Your own business may only have one or two of these, or might have more.  What matters is that you can identify appropriate customer touch-points in your own business.

If your organisation has a Customer Relationship System (CRM) that you use to log customer interactions with the call centre, it should provide a rich source of information about when and why customers call you, particularly if your agents are required to log every interaction and not just those that require some system change to be made.

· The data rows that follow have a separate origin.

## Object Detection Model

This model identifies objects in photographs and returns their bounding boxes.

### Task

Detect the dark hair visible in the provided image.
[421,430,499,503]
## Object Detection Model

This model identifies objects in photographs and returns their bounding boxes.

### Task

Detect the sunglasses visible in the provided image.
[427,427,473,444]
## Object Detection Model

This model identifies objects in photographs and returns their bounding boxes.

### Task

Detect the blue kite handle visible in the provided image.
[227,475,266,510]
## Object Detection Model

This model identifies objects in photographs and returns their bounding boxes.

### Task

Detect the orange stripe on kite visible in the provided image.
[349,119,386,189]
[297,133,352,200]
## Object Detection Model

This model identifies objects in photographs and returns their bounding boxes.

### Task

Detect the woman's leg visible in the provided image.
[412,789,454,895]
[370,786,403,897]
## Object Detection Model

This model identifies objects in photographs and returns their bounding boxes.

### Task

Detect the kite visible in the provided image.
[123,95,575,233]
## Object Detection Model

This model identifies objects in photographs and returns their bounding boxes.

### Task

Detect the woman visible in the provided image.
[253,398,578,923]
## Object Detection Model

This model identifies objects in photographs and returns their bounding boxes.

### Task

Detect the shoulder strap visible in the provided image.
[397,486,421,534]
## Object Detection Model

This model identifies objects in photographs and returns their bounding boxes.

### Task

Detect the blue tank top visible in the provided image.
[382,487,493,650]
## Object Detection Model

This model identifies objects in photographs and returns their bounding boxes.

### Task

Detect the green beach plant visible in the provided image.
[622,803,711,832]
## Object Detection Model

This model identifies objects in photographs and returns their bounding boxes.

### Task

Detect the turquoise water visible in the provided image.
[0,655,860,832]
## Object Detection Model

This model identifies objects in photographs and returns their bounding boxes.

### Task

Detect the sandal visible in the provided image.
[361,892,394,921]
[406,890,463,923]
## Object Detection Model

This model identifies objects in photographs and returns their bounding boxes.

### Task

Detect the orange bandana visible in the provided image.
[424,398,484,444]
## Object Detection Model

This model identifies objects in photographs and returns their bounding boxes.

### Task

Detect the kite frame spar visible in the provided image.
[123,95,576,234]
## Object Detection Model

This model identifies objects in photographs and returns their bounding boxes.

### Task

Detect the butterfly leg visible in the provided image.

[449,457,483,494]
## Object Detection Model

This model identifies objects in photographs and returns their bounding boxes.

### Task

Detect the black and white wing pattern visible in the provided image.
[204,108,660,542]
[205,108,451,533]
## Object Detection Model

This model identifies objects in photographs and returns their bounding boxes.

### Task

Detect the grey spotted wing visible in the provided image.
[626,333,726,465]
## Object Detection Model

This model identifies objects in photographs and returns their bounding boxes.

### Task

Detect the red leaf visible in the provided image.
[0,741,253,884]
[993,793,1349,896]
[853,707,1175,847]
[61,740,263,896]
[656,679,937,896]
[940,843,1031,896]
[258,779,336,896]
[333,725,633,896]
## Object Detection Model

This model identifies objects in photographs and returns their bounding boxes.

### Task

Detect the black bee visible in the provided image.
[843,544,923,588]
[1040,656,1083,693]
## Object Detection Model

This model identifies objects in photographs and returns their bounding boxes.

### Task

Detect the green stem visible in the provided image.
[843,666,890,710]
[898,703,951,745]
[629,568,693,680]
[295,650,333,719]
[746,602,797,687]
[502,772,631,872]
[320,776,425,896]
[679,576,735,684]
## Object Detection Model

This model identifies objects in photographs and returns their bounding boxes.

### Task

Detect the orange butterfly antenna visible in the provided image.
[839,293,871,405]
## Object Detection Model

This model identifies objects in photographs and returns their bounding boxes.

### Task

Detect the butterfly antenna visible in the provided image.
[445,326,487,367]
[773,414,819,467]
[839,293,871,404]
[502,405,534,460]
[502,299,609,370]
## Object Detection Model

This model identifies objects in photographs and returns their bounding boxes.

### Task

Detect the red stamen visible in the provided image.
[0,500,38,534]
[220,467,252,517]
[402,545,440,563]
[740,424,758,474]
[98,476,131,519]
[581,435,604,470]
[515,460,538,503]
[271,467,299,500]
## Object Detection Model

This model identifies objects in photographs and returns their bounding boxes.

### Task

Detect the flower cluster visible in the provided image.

Let’s pick one of these touch-points: Provide.  It should be possible to analyse the CRM data to work out how many customers contact the centre on the day of Provide (day 0), the day after (day 1), and so on.  You can then build up a profile of when customers call you in relation to the day of Provide; you’ll usually find some spikes in the profile relating to particular customer activity, and also that at some point there ceases to be any discernable difference between one day and another (it might be after day 3, day 7, day 20 – it really depends on your business and your processes).  In many businesses there is a very noticeable propensity for customers to call within the first few days, which means that the overall call volumes will be fairly sensitive to the number of new customers your business acquires.  That means that if your sales figures fluctuate quite a lot then you could well see that mirrored in your call volumes.  Analysing your data in this way means that you can more rigorously build your forecasts around planned fluctuations in sales demand.

This process can be repeated for other customer touch-points.  For example, consider the behaviour of a customer who receives a bill and then calls you up.  It should be possible to see what those customers are doing by looking at the records in the CRM system.  Some customers will be wondering where their bill is, so in this case it’s necessary to look at the calling profile from, say, 5 days before they should receive their bill to around 5 days after.  So, if you know what your billing profile is in terms of the days or weeks of the month you should be able to predict specifically the calls likely to come in in response those bills, and when they are likely to come in.

Other customer touch-points like Change are harder to predict because your organisation may be less in control of the decision that led to the customer’s call being made.  A customer can phone you at any time to change their product, address, or bank details or other parameter in their relationship with you.  Being less in control means that it is harder to be so scientific in building a prediction system when compared with things like Provide and Bill above.  In many cases the modelling for certain contact touch-points can’t really get much beyond the basic system we looked at earlier.